Solar panels for the birdhouse
The birdhouse also has 2kW of solar panels now. This was mostly meant as a learning project but thanks to the hybrid inverter that we use, the birdhouse is now basically behind uninterruptible power supply. The inverter has 3 inputs: grid, solar panels and battery. As long as at least one of these has energy, there will be power on the output side. Ducks tend to be rather finicky layers, and losing artificial light at the wrong moment for an hour might easily send most of the birds to molt which would mean around 4 months without laying so having an extra protection there for the power outages make some sense. This system also feeds our pond aeration pump which consumes 100W 24/7 which might in part pay for the system over a really long time horizon.

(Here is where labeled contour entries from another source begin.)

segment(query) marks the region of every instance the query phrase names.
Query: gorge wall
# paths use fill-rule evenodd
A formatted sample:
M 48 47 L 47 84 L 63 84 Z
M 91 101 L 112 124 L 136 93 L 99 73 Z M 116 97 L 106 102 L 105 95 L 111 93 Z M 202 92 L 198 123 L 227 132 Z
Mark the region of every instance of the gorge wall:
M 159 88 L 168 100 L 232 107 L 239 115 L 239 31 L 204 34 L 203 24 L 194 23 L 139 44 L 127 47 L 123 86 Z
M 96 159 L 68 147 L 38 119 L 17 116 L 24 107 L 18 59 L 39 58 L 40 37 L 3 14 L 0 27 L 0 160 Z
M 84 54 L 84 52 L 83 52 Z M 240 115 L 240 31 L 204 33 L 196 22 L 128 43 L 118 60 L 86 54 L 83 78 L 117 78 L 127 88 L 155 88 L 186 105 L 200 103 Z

In general though, this particular setup doesn’t make financial sense.
Two-wheeled tractor
Our household is too small to justify buying an actual tractor but also a bit too large for only using hand tools. So as a compromise we bought a two wheeled tractor. We mainly use it with a trailer to transport various things around but it also has attachments (plough, rotary hoe, ridger, mower).
Larger garden
We decided to expand our garden a bit this year and cultivated some of the land that had been covered by willow herbs for the last 10 years or so. We planted a row of apples, saskatoon and blue honeysuckle. This row of trees and bushes separates our expanded garden from sheep pasture. We cultivated potatoes there using 3 different methods, to see which works best (from permaculture to classical). We also grew some cucumbers, cabbages and onions.
Robot
I built my largest robot yet which we tried using for watering the cucumbers and herding sheep. You can read more about it here.
Animals
Hens
The other day we were driving home with Marju and I took a different road (which I had never done before). We noticed there was a van standing in a parking lot that we passed and people were standing in a line for something. Having both lived briefly in soviet times we felt an immediate urge to investigate what was on offer :-P It turned out to be chicken… Considering all the probabilities which had lined up that day so that the chicken salesman and us would be at this place at the same time, we felt it was probably a sign from the universe and bought 12 hens. They now more-or-less happily share the house with ducks and provide us with eggs during the winter when ducks stop laying. Since ducks live on the floor and hens prefer higher places it makes for a really efficient space usage too! We have lost 2 of them to the hawk though and had to cull one which was aggressive towards ducks.
Grass carp
We have a rather large pond (around 1000 m^2 and up to 3m deep). Keeping it clean enough to swim in has always been a struggle so among other methods we have added 10 grass carp every year for the last 5 years. Before this year I had not seen any of them though so we weren’t sure if they were still alive. I’m not sure if we just learned how to see them or they just aren’t as shy anymore but this year we saw a lot of them.
Quail
This year we moved quail from our house to the birdhouse. It turns out they really are smelly and it’s not just an urban legend :-P
But quail in general didn’t seem to be all that happy with their life and didn’t lay much anymore (even before moving). They sometimes pecked each other and some nails and beaks had deformed from living on the mesh floor. Keeping them in the same room with hens didn’t work out well too since hens ate some of their food and tended to shit on top of their cage. So we ate the quails and currently have no plans to take new ones.
Sheep
We started the year with 6 pregnant ewes. 5 gave birth to live twins and the last one to dead ones. Marju wrote a detailed post about it here. We culled some of the older ewes because of the health problems and currently our flock consists of 12 sheep (9 ewes and 3 wethers).